My computer already has Windows 2000 installed in my primary/boot partition (NTFS) that is already 10GB. I have 50GB unused space left in my hard drive. Now, when i install Linux ( I am using RedHat 7.1) the installation stalls saying the /boot has to be in a partiition < 1024 cylinders. My BIOS is fairly new AMI BIOS dated April, 2002 (and i am hoping it will support lba32)

I understand i have the following options, but had questions related to them:

Option 1: Resize your primary partition to <6GB and make space for Linux /boot
I don't have any commercial software and the free ones i downloaded don't say if they work on NTFS. Any choices here short of buying a partition software for resizing

Option 2: download LILO for lba32, or boot Linux from floppy
But my RedHat installation doesn't proceed without mounting /boot < 1024. Is there a workaround to install Linux boot in partitions above 1024 cylinder.

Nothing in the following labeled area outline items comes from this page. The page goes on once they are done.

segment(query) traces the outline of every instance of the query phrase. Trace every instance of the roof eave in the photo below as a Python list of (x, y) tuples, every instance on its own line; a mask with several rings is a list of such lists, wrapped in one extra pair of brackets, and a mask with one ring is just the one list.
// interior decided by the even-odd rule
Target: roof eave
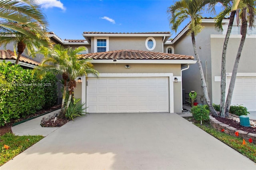
[[(3, 60), (3, 59), (0, 60), (0, 62), (2, 62), (3, 60)], [(15, 60), (12, 60), (12, 59), (5, 59), (4, 60), (5, 60), (6, 62), (10, 62), (12, 64), (15, 64)], [(30, 68), (34, 68), (35, 67), (37, 66), (37, 65), (34, 65), (33, 64), (30, 64), (29, 63), (25, 63), (24, 62), (21, 61), (19, 61), (19, 62), (18, 63), (18, 64), (19, 65), (20, 65), (23, 66), (26, 66), (26, 67), (30, 67)]]
[(86, 38), (86, 37), (168, 37), (170, 36), (170, 34), (83, 34), (82, 36)]
[(92, 63), (134, 63), (134, 64), (194, 64), (196, 60), (192, 59), (94, 59)]

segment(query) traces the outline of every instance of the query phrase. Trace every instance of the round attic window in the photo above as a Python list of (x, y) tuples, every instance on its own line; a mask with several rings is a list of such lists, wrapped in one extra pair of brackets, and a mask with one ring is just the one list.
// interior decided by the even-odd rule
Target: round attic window
[(148, 37), (146, 40), (145, 45), (147, 49), (150, 51), (153, 50), (156, 47), (156, 40), (152, 37)]

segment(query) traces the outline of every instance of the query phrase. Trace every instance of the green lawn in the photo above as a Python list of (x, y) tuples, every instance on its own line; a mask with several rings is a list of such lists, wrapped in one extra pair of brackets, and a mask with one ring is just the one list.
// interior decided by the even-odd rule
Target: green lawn
[[(192, 120), (192, 118), (186, 119), (194, 122)], [(256, 163), (256, 145), (255, 144), (250, 143), (248, 140), (246, 140), (246, 144), (242, 144), (242, 138), (234, 137), (221, 132), (212, 127), (209, 123), (204, 123), (202, 125), (199, 123), (194, 123), (194, 124)]]
[[(42, 136), (15, 136), (7, 133), (0, 136), (0, 166), (43, 138)], [(4, 145), (10, 146), (6, 149)]]

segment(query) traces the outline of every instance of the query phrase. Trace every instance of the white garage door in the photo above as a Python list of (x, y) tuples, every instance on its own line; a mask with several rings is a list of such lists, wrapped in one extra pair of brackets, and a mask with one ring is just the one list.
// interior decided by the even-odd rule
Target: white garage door
[(89, 77), (87, 112), (168, 112), (167, 77)]
[[(230, 79), (227, 77), (227, 89)], [(256, 77), (236, 77), (231, 104), (243, 105), (249, 111), (256, 111)]]

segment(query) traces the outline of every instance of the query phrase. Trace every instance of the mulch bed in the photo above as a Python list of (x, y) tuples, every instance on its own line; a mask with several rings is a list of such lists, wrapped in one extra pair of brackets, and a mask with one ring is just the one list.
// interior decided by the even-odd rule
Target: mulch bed
[(228, 125), (229, 126), (236, 128), (241, 130), (244, 131), (249, 133), (256, 134), (256, 128), (252, 127), (244, 127), (240, 125), (240, 123), (238, 123), (236, 121), (220, 117), (214, 117), (217, 120), (222, 122), (223, 123)]
[(60, 127), (66, 124), (69, 120), (66, 119), (60, 118), (57, 117), (54, 122), (55, 118), (46, 121), (41, 124), (42, 127)]
[(60, 108), (60, 105), (56, 105), (50, 108), (41, 110), (37, 111), (35, 114), (28, 115), (24, 118), (20, 118), (19, 119), (17, 120), (11, 120), (11, 121), (9, 123), (6, 124), (3, 127), (0, 126), (0, 136), (8, 132), (12, 133), (12, 128), (11, 128), (12, 125), (14, 123), (20, 122), (21, 121), (27, 119), (29, 118), (42, 115), (46, 112), (50, 111), (58, 108)]

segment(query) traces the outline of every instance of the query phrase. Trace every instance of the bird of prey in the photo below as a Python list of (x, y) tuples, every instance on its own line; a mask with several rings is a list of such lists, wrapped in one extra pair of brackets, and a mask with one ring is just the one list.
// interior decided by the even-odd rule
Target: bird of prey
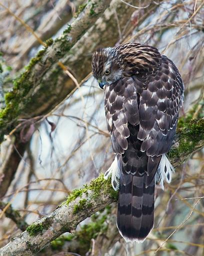
[(142, 242), (154, 222), (154, 186), (164, 189), (174, 168), (170, 150), (184, 100), (174, 63), (149, 45), (129, 43), (99, 49), (92, 71), (104, 88), (114, 160), (104, 174), (119, 190), (117, 226), (126, 241)]

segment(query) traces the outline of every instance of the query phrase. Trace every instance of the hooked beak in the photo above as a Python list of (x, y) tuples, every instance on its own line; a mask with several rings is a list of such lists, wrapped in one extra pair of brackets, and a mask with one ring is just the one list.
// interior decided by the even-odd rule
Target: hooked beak
[(98, 80), (98, 84), (99, 84), (99, 86), (100, 86), (100, 87), (102, 89), (104, 89), (104, 86), (106, 84), (106, 82), (102, 82), (101, 80)]

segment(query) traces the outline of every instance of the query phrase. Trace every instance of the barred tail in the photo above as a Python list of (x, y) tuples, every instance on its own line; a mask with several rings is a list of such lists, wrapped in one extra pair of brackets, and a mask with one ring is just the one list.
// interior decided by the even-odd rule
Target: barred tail
[(142, 242), (154, 226), (154, 179), (146, 188), (146, 174), (123, 175), (119, 190), (118, 228), (126, 241)]

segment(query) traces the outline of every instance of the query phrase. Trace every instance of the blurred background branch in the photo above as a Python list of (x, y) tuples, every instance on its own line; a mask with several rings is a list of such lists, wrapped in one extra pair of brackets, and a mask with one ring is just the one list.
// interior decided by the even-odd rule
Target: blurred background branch
[[(134, 41), (153, 45), (172, 59), (185, 85), (168, 154), (176, 170), (165, 192), (156, 191), (153, 232), (142, 244), (124, 242), (116, 226), (114, 203), (79, 224), (73, 234), (56, 239), (62, 230), (51, 236), (51, 245), (38, 254), (154, 255), (176, 230), (157, 256), (202, 255), (204, 2), (0, 4), (0, 246), (12, 242), (27, 223), (40, 223), (39, 218), (52, 214), (70, 191), (109, 167), (113, 156), (104, 91), (90, 73), (92, 53), (98, 47)], [(192, 210), (187, 223), (177, 230)]]

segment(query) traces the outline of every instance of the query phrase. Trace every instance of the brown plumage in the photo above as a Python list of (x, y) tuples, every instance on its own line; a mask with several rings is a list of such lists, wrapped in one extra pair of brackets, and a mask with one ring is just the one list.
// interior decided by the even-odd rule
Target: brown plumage
[(105, 88), (107, 126), (118, 162), (105, 174), (115, 175), (116, 189), (120, 177), (117, 225), (126, 240), (142, 241), (153, 227), (154, 184), (163, 188), (164, 181), (171, 180), (173, 169), (165, 154), (175, 134), (184, 84), (171, 60), (137, 43), (99, 49), (92, 69)]

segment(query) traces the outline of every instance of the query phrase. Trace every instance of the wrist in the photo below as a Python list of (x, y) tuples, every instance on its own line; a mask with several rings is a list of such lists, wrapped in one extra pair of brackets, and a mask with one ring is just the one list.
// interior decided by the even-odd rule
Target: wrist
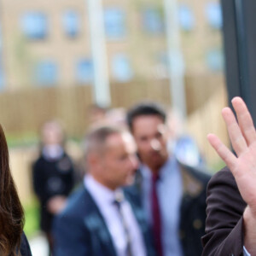
[(247, 206), (243, 212), (244, 246), (251, 255), (256, 255), (256, 214)]

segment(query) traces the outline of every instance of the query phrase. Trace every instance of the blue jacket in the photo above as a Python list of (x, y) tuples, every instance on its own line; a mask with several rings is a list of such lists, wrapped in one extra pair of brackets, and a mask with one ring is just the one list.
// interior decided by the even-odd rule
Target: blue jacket
[[(141, 228), (148, 256), (154, 256), (148, 224), (135, 192), (125, 193)], [(55, 256), (116, 256), (106, 223), (91, 195), (83, 186), (70, 198), (54, 222)], [(139, 255), (137, 255), (139, 256)]]

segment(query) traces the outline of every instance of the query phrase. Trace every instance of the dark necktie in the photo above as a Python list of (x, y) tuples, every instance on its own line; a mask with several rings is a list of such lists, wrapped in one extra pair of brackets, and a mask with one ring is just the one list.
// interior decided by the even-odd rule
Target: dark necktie
[(158, 174), (152, 175), (152, 195), (151, 207), (153, 216), (153, 235), (155, 248), (158, 256), (163, 256), (162, 242), (161, 242), (161, 216), (157, 195), (157, 182), (159, 180)]
[(122, 207), (121, 207), (123, 200), (124, 200), (124, 195), (122, 194), (118, 194), (116, 196), (116, 199), (114, 201), (114, 204), (116, 205), (116, 207), (119, 210), (121, 223), (122, 223), (122, 225), (123, 225), (124, 230), (125, 230), (125, 236), (126, 245), (127, 245), (126, 250), (125, 250), (126, 255), (132, 256), (131, 236), (129, 233), (128, 224), (127, 224), (127, 222), (125, 221), (125, 218), (124, 212), (122, 211)]

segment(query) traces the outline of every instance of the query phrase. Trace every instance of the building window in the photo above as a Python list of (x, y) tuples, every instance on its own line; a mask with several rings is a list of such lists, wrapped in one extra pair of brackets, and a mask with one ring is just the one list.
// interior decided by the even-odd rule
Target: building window
[(79, 84), (88, 84), (93, 81), (94, 69), (90, 59), (80, 60), (76, 67), (76, 81)]
[(148, 8), (143, 13), (144, 30), (150, 34), (159, 34), (164, 31), (164, 20), (160, 10)]
[(42, 86), (53, 86), (57, 83), (58, 69), (54, 61), (42, 61), (35, 67), (35, 83)]
[(79, 16), (76, 11), (68, 10), (63, 15), (64, 32), (68, 38), (73, 38), (78, 36), (80, 30)]
[(195, 16), (189, 6), (181, 4), (178, 9), (180, 27), (184, 31), (191, 31), (195, 26)]
[(206, 15), (209, 25), (219, 29), (222, 27), (222, 11), (218, 2), (210, 2), (206, 6)]
[(44, 39), (48, 34), (48, 20), (44, 14), (29, 12), (21, 18), (22, 32), (30, 39)]
[(125, 54), (117, 54), (112, 58), (113, 77), (119, 82), (128, 82), (133, 77), (130, 60)]
[(125, 36), (125, 15), (119, 8), (104, 10), (105, 32), (108, 39), (121, 39)]
[(223, 71), (224, 55), (219, 49), (212, 49), (207, 53), (207, 63), (210, 70), (213, 72)]

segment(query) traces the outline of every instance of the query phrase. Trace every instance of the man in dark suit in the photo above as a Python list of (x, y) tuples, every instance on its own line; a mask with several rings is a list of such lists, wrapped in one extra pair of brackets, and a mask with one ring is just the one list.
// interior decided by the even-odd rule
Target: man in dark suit
[(133, 182), (137, 166), (132, 137), (111, 126), (86, 137), (87, 174), (55, 222), (55, 256), (154, 255)]
[(235, 155), (218, 137), (208, 140), (227, 167), (210, 181), (203, 255), (256, 255), (256, 132), (246, 104), (222, 111)]
[(141, 160), (137, 184), (158, 255), (201, 255), (210, 177), (180, 164), (168, 153), (166, 113), (159, 105), (135, 106), (127, 122)]

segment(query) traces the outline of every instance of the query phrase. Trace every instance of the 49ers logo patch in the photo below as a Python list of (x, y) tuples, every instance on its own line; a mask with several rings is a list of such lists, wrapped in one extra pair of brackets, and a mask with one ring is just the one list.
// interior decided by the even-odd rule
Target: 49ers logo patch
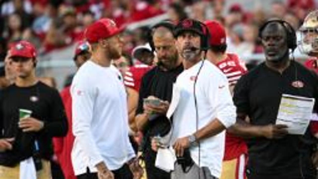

Are there any other options for me (other than reformatting my hard drive).

thanks.

mdwatts
10-20-2002, 10:17 AM
You could use a version of Redhat that has a newer version of Lilo that does not have the 1024 cylinder limitation. Lilo 21.5 and above or Grub.

Install Lilo in the mbr. (certainly not my favorite as I prefer not to install anything in the mbr).